Il n’est pas particulièrement enthousiaste.

– Je pensais que nous allions voir si cela pouvait être mieux, mais quand vous dites que ce sera SJ, je ne sais pas.

Il ajoute ensuite que cela fait trois ans qu’il fait la navette jusqu’à Eskilstuna.

– Mais d’après ce que je vois et ce que mes amis me disent, je ne pense pas que la situation se soit améliorée au cours de ces trois années », déclare Guillermo Ruacho.

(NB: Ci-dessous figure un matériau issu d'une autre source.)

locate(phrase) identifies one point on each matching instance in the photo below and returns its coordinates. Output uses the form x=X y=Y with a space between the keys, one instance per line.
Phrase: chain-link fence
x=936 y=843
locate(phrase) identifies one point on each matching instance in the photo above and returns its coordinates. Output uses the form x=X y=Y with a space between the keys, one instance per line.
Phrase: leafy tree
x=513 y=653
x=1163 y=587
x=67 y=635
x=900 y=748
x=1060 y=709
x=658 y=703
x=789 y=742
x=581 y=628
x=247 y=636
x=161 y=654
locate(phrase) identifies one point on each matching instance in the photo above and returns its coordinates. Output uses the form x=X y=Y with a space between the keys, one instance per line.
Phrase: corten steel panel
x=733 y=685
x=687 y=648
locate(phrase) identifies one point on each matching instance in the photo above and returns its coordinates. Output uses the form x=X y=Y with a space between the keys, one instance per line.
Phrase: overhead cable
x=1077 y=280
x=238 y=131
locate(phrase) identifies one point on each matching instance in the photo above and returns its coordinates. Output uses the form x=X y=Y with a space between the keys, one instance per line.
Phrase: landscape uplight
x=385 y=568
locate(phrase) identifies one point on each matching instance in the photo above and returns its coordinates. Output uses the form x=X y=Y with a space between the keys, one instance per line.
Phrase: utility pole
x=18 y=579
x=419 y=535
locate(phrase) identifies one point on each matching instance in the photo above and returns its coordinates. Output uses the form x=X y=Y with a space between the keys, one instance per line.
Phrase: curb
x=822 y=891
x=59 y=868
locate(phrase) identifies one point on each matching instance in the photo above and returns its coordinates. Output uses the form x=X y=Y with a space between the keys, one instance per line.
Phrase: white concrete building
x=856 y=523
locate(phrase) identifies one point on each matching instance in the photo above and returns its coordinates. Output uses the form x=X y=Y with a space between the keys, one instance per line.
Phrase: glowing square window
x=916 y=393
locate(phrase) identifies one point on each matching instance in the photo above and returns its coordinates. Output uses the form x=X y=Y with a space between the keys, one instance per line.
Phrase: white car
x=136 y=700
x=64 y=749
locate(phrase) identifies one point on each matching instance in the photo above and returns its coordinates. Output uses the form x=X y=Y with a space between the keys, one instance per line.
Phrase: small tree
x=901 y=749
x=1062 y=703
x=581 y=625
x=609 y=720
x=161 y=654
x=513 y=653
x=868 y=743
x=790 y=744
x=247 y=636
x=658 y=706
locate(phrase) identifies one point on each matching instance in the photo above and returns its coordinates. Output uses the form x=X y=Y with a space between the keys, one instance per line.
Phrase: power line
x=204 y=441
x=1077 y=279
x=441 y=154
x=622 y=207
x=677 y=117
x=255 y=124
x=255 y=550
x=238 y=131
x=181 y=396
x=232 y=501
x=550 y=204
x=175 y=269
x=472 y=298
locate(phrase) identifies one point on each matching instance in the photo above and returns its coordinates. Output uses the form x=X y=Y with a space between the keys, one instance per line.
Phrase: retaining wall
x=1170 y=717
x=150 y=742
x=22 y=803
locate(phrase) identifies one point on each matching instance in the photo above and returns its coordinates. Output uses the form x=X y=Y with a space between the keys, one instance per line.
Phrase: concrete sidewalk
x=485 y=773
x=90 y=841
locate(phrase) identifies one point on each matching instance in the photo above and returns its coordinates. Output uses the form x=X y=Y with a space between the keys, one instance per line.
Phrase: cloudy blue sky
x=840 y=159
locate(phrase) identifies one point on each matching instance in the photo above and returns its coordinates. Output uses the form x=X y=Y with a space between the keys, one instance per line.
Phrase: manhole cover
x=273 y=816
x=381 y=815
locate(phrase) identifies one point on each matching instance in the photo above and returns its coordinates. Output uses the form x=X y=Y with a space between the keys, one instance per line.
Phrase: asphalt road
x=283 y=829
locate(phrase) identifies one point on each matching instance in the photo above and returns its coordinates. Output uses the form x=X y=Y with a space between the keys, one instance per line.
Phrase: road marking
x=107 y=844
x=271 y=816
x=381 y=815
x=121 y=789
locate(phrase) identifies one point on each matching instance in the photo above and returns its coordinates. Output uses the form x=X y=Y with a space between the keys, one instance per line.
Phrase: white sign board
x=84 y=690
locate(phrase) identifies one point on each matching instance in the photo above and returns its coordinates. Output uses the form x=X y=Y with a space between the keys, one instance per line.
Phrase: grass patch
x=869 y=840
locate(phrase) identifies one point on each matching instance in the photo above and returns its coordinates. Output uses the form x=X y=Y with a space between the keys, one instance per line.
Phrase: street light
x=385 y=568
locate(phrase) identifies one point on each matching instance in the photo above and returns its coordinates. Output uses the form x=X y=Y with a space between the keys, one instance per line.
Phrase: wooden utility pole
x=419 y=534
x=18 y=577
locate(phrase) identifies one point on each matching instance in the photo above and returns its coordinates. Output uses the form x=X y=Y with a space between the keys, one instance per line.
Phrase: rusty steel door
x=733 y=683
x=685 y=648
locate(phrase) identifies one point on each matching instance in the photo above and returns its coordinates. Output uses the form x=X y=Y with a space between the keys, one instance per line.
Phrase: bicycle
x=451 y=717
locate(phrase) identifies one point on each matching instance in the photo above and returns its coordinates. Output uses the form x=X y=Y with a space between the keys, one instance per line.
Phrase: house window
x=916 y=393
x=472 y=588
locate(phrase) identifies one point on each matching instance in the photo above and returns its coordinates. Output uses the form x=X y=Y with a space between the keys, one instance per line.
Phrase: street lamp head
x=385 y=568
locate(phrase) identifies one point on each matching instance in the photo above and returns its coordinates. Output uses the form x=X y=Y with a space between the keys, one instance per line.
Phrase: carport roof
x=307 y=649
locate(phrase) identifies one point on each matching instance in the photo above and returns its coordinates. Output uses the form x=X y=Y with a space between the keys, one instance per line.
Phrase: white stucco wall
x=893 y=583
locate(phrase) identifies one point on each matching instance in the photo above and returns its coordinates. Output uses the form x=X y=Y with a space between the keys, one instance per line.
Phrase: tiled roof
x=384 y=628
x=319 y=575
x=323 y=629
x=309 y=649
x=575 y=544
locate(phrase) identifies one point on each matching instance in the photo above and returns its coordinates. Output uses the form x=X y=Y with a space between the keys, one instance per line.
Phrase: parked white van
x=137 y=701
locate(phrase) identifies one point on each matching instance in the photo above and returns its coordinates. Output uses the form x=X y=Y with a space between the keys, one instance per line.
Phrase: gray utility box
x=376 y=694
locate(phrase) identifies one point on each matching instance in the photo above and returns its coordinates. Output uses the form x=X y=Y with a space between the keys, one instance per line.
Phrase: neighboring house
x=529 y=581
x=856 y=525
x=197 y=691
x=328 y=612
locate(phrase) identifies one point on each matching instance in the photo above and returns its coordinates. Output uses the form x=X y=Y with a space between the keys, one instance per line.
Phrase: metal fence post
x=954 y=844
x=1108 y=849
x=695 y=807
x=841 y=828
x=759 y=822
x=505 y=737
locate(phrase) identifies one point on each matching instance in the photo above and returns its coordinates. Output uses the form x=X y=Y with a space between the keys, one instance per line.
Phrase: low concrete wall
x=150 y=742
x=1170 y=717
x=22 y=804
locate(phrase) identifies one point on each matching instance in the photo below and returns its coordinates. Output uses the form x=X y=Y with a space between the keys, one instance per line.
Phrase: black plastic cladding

Brita Tiberg, 88 ans, et Karin Lindblad, 74 ans, font la navette une fois par semaine pour prendre des cours d'italien.

Photo : Alexander Mahmoud

Ce n’est pas le seul à être mécontent de la fiabilité des trains de banlieue. DN a parlé à plusieurs voyageurs à la gare d’Odenplan.

– La situation peut-elle empirer ? demande Karin Lindblad.

Elle se rend à Sollentuna, mais dit qu’elle évite souvent de prendre le train de banlieue.

– Les trains de banlieue ont été si mal gérés que j’ai préféré prendre le métro à partir de Kista.

Maintenant que SJ va prendre en charge les opérations, elle se demande ce que cela signifiera pour l’avenir.

– J’ai lu dans les journaux qu’il y avait des retards et qu’il était difficile de commander des billets auprès de SJ », déclare Karin Lindblad.

Photo : Alexander Mahmoud

Sara Buschkühl dit qu’il est rare de la trouver ici. Mais aujourd’hui, elle n’a pas d’heure précise pour partir, alors elle a décidé de se tester sur la navette.

– J’ai essayé d’éviter le train de banlieue autant que possible. Il tombe souvent en panne lorsqu’il y a quelque chose d’important à faire. Je peux souvent prendre la ligne bleue », dit-elle.

Elle en a également parlé avec ses collègues. Ils ont des arguments similaires.

– Nous sommes nombreux à reconnaître qu’il est très agréable de ne pas dépendre du train de banlieue.

Comment envisagez-vous la reprise des opérations par SJ ?

– J’espère qu’il y a une chance, mais SJ a aussi eu ses problèmes. C’est une chance qu’il y ait un métro.

Selon vous, quelles sont les améliorations à apporter ?

– Que les trains circulent quand ils le doivent. Je ne sais pas si c’est trop demander, dit Sara Buschkühl.

Photo : Alexander Mahmoud

Les œuvres de Jaime Villagran travaille à Mathem et fait la navette entre son domicile et Larsboda. Il pense que le trafic pendulaire fonctionne, mais il est plus mécontent de la situation en été.

– Tout va bien, mais il y a eu des retards et un manque de personnel. En été, ils réduisent le nombre de wagons, ce qui n’est pas une bonne chose. Il y a tellement de gens qui voyagent », explique Jaime Villagran.